Inserts a variable factor immediately after an assignment to a random variable. The factor clones the variable into definition, use, and marginal variables. All uses of the variable are changed to refer to the ‘use’ clone, and Infer() calls are changed to refer to the ‘marginal’ clone. The clone keeps the same indexing as the left-hand side of the assignment.
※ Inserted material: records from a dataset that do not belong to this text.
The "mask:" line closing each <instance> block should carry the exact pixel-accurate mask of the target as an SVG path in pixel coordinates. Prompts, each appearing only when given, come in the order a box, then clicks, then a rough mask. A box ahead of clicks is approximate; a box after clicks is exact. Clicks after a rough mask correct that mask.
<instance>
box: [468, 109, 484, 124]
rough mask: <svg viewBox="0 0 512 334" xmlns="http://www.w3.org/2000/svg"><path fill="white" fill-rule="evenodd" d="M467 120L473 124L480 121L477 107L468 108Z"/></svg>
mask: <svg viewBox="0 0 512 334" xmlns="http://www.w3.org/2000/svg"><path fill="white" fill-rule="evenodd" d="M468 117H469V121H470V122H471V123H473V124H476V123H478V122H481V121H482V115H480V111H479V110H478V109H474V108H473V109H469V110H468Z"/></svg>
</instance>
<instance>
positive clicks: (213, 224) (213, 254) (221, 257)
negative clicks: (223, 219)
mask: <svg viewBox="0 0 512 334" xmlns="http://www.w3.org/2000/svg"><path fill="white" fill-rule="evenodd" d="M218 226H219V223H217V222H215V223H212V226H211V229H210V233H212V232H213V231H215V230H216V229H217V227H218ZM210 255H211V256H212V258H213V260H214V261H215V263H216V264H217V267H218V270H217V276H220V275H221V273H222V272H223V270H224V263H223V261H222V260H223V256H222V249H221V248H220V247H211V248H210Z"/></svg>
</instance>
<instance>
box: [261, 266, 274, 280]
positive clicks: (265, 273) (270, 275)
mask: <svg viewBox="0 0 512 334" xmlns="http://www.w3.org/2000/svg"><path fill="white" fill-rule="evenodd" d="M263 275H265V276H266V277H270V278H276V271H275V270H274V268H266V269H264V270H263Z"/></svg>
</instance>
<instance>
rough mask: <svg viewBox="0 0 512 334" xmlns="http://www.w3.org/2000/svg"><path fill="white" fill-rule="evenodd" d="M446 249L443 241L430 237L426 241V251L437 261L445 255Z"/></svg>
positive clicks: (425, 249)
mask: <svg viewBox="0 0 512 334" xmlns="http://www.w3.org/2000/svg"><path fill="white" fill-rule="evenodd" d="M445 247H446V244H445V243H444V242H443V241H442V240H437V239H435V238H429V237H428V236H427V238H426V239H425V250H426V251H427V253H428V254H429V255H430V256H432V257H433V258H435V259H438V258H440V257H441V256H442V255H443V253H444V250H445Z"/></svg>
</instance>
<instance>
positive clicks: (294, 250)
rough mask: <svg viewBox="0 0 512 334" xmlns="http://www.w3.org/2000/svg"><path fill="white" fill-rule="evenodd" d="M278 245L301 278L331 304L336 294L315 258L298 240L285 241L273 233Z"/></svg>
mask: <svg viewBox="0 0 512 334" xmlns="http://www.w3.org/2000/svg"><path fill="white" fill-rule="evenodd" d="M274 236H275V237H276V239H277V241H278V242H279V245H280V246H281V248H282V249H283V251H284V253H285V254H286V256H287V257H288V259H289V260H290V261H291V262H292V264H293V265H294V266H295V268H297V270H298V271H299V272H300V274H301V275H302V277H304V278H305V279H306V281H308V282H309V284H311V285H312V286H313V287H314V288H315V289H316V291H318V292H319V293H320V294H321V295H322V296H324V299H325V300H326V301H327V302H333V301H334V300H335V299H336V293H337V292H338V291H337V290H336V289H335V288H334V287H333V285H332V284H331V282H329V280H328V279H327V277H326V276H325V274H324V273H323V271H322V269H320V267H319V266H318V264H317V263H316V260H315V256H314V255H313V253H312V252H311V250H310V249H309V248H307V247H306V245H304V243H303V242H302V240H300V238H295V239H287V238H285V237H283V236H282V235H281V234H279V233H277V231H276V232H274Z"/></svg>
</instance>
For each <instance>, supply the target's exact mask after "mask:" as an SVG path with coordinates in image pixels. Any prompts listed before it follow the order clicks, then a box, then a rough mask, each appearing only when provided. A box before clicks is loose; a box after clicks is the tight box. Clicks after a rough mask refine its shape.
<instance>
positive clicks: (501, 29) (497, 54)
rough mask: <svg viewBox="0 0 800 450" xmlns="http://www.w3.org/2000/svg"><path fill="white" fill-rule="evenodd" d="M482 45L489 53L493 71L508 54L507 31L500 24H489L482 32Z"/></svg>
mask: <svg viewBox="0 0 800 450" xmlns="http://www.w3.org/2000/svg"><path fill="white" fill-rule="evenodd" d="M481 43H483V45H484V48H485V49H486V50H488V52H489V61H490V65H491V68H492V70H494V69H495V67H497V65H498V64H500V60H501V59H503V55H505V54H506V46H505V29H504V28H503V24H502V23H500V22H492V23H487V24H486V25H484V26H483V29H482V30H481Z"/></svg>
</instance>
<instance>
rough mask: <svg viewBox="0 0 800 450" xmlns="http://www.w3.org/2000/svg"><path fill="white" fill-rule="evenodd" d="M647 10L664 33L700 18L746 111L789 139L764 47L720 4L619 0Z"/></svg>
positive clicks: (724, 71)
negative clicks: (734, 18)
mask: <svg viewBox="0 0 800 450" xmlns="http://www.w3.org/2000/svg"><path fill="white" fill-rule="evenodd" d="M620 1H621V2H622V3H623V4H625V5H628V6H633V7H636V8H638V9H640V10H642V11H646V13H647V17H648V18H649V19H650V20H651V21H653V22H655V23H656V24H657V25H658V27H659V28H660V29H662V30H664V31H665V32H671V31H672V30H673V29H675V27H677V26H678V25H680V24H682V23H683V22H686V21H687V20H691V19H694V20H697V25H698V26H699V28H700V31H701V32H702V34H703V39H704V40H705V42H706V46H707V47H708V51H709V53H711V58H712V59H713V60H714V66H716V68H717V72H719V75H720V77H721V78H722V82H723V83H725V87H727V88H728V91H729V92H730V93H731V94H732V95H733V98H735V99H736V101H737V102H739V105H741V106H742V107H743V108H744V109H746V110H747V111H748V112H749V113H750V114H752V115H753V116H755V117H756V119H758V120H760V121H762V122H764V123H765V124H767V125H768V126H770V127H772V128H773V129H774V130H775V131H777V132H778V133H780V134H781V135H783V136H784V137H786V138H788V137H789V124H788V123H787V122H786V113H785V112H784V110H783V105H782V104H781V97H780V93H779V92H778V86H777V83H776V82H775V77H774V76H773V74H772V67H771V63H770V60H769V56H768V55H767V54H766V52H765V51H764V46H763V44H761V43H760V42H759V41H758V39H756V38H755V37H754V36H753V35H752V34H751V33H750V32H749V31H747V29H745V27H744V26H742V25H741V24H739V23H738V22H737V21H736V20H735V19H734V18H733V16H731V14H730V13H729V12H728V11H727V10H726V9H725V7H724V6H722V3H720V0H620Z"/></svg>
For example:

Input Output
bool firstCoin = Factor.Random<bool>(vBernoulli0);
InferNet.Infer(firstCoin);
bool firstCoin_marginal;
bool firstCoin_use;
bool firstCoin = Factor.Random<bool>(vBernoulli0);
firstCoin_use = Factor.Variable<bool>(firstCoin, firstCoin_marginal);
InferNet.Infer(firstCoin_marginal);
double[] Alpha = new double[10];
for(int d = 0; d<10; d++) {
Alpha[d] = Factor.Random<double>(vGamma1);
}
double[] Alpha = new double[10];
double[] Alpha_marginal = new double[10];
double[] Alpha_use = new double[10];
for(int d = 0; d<10; d++) {
Alpha[d] = Factor.Random<double>(vGamma1);
Alpha_use[d] = Factor.Variable<double>(Alpha[d], Alpha_marginal[d]);
}
double[,] Z = new double[400, 10];
for(int d = 0; d<10; d++) {
for(int N = 0; N<400; N++) {
Z[N, d] = Factor.Random<double>(vGaussian1);
}
}
double[,] Z = new double[400, 10];
double[,] Z_marginal = new double[400, 10];
double[,] Z_use = new double[400, 10];
for(int d = 0; d<10; d++) {
for(int N = 0; N<400; N++) {
Z[N, d] = Factor.Random<double>(vGaussian1);
Z_use[N, d] = Factor.Variable<double>(Z[N, d], Z_marginal[N, d]);
}
}

As an optimization, a variable factor is not inserted if the variable is derived and not being inferred. Thus the helper variables created by previous transforms will not get variable factors.

The transform attaches ChannelInfo attributes to the clones, and an IsVariableFactor attribute to the variable factor expression.